[This post was originally written for my employer’s blog, Show-Me Daily.]
Megan Meier’s sucide happened over two years ago, but the trial of Lori Drew drew to a close just recently, with the jury finding her guilty last Friday of three counts of accessing a computer without authorization, and not guilty of felony conspiracy.
According to an interview with the jury forewoman on STLToday.com (a shortened version of a front-page article from the Post-Dispatch‘s print version) all but four of the jurors wanted to pursue the conspiracy charge “to send a message that Internet sites should be better regulated for fraud.”
First and foremost, this is clearly not the best reason to convict someone of a felony. “To Send a Message” is the reason the mafia does horrible things; not reasoned, civilized people. An example need not be made.

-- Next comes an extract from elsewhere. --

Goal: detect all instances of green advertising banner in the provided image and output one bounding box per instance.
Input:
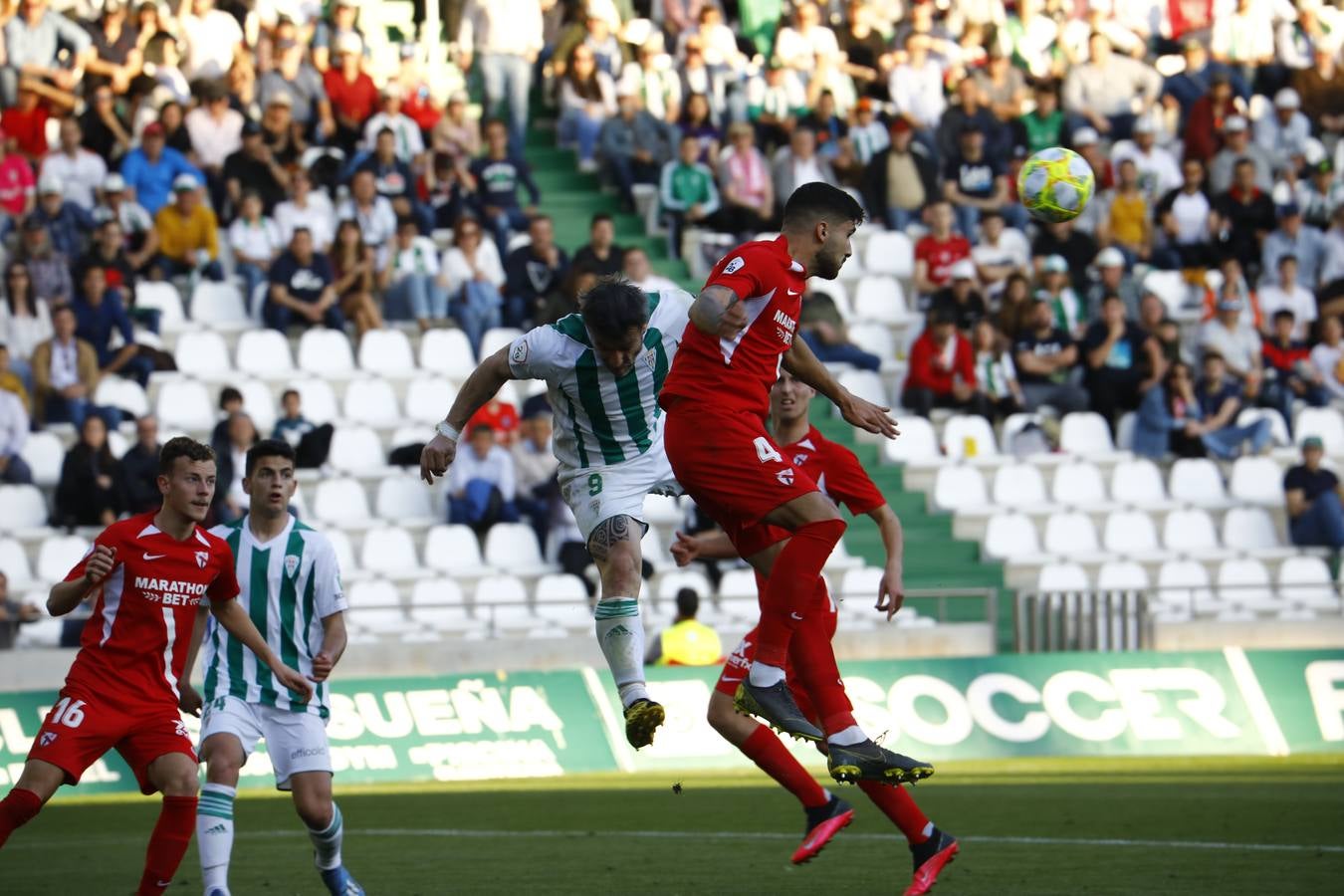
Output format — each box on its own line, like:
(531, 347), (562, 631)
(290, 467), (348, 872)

Moreover, the point they were trying to make is explicitly that the Internet needs better fraud regulation. We already have laws and precedents to protect people from deception and harm. If a person is wronged by another person, the victim has civil and criminal recourse. Increasing the depth or scope of regulation only confuses the important system of justice, creating possible victimless crimes and further inundating an already overburdened legal system.
This, of course, does not begin to address the issue of the difficulty (the near impossibility) of regulating the Internet. The free flow of information from place to place has brought with it drastically improved efficiency and productivity. Communication and media freedom are so cheap now that it is easy to take it for granted. At present, and in many ways, the Internet behaves much like a perfectly competitive marketplace, with sufficiently many demanders and sellers of all kinds that those who harm others or do business in a reprehensible way can be easily punished with a simple move to a competitor.
I propose to those who would impose new legislation on the Internet the following: Let the justice system and the marketplace function in their proper roles to deliver their respective products of punishment and all other goods/services.